Other than Doha and Muscat, neither Abu Dhabi nor any of the other emirates has a professional symphonic orchestra. Abu Dhabi has set different priorities, and Zaha Hadid’s center is still far from being completed. But if the former ADACH performing arts space next to the Al Hosn fort were going to reopen, there would be room for an orchestra.
For several years, ADACH supported Abu Dhabi Classics, in which series many well-known orchestras performed. But this has proven to be unsustainable. The Abu Dhabi Festival still invites prestigious orchestras, but only during the festival. For a while, the UAE had an orchestra made up of expatriate amateur musicians, the UAE Philharmonic Orchestra, but this initiative was terminated in 2012 due to a lack of funds and organizational problems, as it is difficult to maintain a full amateur orchestra coming from all over the UAE. In the same year, a new initiative started, the United Arab Emirates National Symphony Orchestra, consisting mostly of expatriate musicians with a professional background. It is based in Abu Dhabi, and its principal conductor is Andrew Berryman.
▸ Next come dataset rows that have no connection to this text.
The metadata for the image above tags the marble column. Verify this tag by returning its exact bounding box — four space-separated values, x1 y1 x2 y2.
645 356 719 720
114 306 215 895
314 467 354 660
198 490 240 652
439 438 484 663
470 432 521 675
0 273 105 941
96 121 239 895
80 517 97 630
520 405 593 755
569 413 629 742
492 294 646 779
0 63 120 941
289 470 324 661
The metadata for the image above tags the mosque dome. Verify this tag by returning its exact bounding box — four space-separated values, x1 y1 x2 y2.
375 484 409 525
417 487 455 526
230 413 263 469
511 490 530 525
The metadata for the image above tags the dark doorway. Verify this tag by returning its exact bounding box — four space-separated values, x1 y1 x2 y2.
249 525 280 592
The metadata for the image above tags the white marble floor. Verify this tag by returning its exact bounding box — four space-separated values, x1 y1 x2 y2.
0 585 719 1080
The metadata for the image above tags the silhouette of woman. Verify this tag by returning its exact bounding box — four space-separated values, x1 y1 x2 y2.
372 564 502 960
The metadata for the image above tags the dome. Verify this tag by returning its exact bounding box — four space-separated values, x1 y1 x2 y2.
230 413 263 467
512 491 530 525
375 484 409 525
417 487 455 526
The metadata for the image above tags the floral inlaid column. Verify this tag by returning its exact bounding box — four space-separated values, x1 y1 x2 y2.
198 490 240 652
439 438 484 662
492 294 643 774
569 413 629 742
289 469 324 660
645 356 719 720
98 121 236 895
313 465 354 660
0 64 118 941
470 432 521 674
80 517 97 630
The symphonic orchestras in the Middle East do not restrict themselves to a Western symphonic repertoire, but they also play an oriental repertoire, both contemporary classical music in line with Western contemporary music, but also accompanying parts for some Arab semi-popular music, in the tradition of the great Egyptian, Lebanese and Syrian singers, who often sang with large orchestras. This means that, potentially, there would be more employment for such an orchestra than just catering to a somewhat elitist clasically oriented public. But, of course, an orchestra like that of Doha, with all musicians flown in from elsewhere, is an expensive undertaking. The Oman model is more rewarding, as the orchestra there was the result of recruiting young Omanis for decades to become musicians. But the Omani success indicates that there might be enough young Emiratis willing to become musician. Another idea would be to train young musicians in a much wider region, including Egypt, Palestine, Lebanon and Syria, countries with a much longer tradition in music education, both in Western and in Middle-Eastern music.